This repository maintains the code for CaLF, with the associated ACL 2024 paper: Learning to Generate Answers with Citations via Factual Consistency Models.
Large Language Models (LLMs) frequently hallucinate, impeding their reliability in mission-critical situations. One approach to address this issue is to provide citations to relevant sources alongside generated content, enhancing the verifiability of generations. However, citing passages accurately in answers remains a substantial challenge. This paper proposes a weakly-supervised fine-tuning method leveraging factual consistency models (FCMs). Our approach alternates between generating texts with citations and supervised fine-tuning with FCM-filtered citation data. Focused learning is integrated into the objective, directing the fine-tuning process to emphasise the factual unit tokens, as measured by an FCM. Results on the ALCE few-shot citation benchmark with various instruction-tuned LLMs demonstrate superior performance compared to in-context learning, vanilla supervised fine-tuning, and state-of-the-art methods, with an average improvement of
$34.1$ ,$15.5$ , and$10.5$ citation F$_1$ points, respectively.

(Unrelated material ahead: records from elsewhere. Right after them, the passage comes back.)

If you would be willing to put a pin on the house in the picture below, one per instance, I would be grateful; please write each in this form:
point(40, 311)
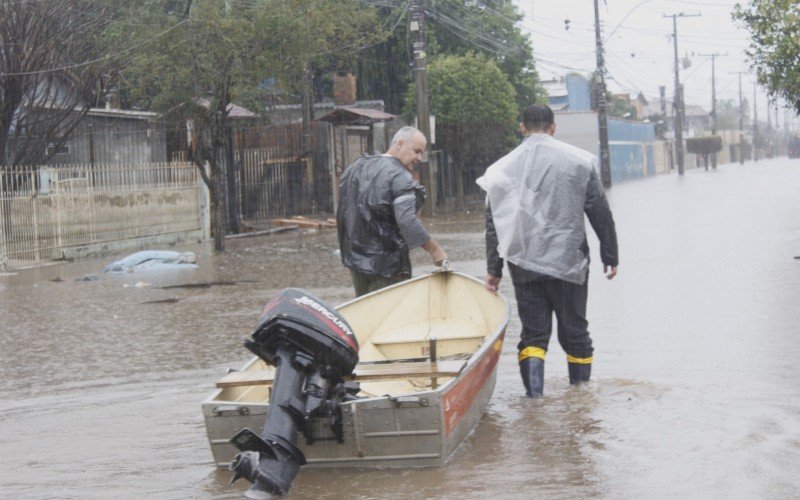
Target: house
point(632, 148)
point(570, 93)
point(114, 136)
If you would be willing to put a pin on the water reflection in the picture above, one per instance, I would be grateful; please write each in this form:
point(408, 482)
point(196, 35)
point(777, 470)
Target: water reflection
point(694, 391)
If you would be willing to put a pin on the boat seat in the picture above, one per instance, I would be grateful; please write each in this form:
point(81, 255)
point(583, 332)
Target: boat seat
point(422, 331)
point(363, 372)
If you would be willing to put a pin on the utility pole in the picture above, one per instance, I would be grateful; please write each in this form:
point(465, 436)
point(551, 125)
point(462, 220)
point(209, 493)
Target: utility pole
point(713, 99)
point(741, 117)
point(755, 123)
point(777, 131)
point(600, 89)
point(420, 71)
point(678, 92)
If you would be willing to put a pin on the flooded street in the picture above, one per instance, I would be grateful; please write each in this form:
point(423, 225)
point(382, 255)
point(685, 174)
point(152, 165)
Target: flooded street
point(694, 390)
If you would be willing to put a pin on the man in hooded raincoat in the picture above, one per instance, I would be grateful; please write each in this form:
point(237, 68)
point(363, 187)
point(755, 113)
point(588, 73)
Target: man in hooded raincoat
point(377, 219)
point(537, 196)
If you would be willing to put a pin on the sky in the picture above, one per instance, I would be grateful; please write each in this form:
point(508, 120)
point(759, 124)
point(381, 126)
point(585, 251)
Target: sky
point(639, 51)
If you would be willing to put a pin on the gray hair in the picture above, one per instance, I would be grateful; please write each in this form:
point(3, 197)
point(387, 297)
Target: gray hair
point(405, 134)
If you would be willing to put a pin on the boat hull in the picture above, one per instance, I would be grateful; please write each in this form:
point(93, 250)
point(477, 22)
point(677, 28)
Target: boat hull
point(412, 429)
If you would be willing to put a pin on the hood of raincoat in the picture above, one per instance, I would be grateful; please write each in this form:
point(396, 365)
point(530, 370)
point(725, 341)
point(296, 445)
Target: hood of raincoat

Moreover, in a domain transfer setting we show that the obtained citation generation ability robustly transfers to unseen datasets. Notably, our citation improvements contribute to the lowest factual error rate across baselines.
Install relevant packages within a new conda environment by calling the installation script from the root directory:
./bin/installation/install.sh
Download the AlignScore factual consistency model and place it into the expected folder by calling the following script:
./bin/installation/download_fcm.sh
Sample data from the ASQA dataset to run CaLF out of the box is part of the repository in data/asqa/. CaLF can be trained on any long-form question answering dataset. To train a model on the full data for ASQA, ELI5, and FactScore as used for the experiments described in the paper, please download the data here.
To check first whether the code pipeline will execute correcty, you can run CaLF on a small subset of the data by calling
./bin/run_calf_debug.sh default asqa lora_100_steps_bootstrapping_chat_templates token_rescaling mistralorca gtr all alignscore_threshold_09 0 0,1,2,3,4,5,6,7
To train and evaluate CaLF on the full ASQA dataset as provided in data/asqa run:
./bin/run_calf.sh default asqa lora_100_steps_bootstrapping_chat_templates token_rescaling mistralorca gtr all alignscore_threshold_09 0 0,1,2,3,4,5,6,7
default: answer truncation mode (none)asqa: datasetlora_100_steps_bootstrapping_chat_templates: environment (lora fine-tuning, 100 steps, chat templates, and in-context in first iteration)token_rescaling: focused learning mode (eithertoken_rescalingornone)mistralorca: LLMgtr: Retrieval system (the retrieval is pre-compiled with ASQA only supporting GTR, and ELI5 only supporting BM25)all: Training samples to usealignscore_threshold_09: Generation of weakly-supervised data with filtering via AlignScore and a threshold of 0.90: Random seed0,1,2,3,4,5,6,7: CUDA visible devices
All configuration settings for each argument can be found in the folder configs.
The script trains the LLM iteratively on a fully and weakly supervsed data and evaluates its performance after the training process is completed.
If you want to call the evaluation script independently, call val.sh with the same arguments as above. If you have trained a CaLF model which you wish to evaluate, you can call val_from_saved.sh, which loads the trained weights before evaluation. Finally, val_from_saved_transfer.sh can be used to evaluate a model on a new dataset in a domain-transfer scenario (i.e. results in Table 2). In addition to the afforementioned arguments, the transfer evaluation script takes two additional arguments: the target dataset name and the target dataset retrieval system (13 arguments in total).
CaLF stops training on the sample data after 7 iterations, producing the following results:
| Model | Rougle-L | EM Recall (Grounded) | Citation F1 |
|---|---|---|---|
| Baseline (sample data) | 38.2 | 29.0 | 72.6 |
| CaLF (sample data) | 40.3 | 28.9 | 81.4 |
| CaLF | 40.9 | 34.5 | 80.5 |
Already with the 240 unlabeled training instances of the sample data (1/4 of the full training data), we observe substential citation improvements compared to our FT-baseline. However, for best results train on the entire data collection (see above).
See CONTRIBUTING for more information.
This project is licensed under the Apache-2.0 License.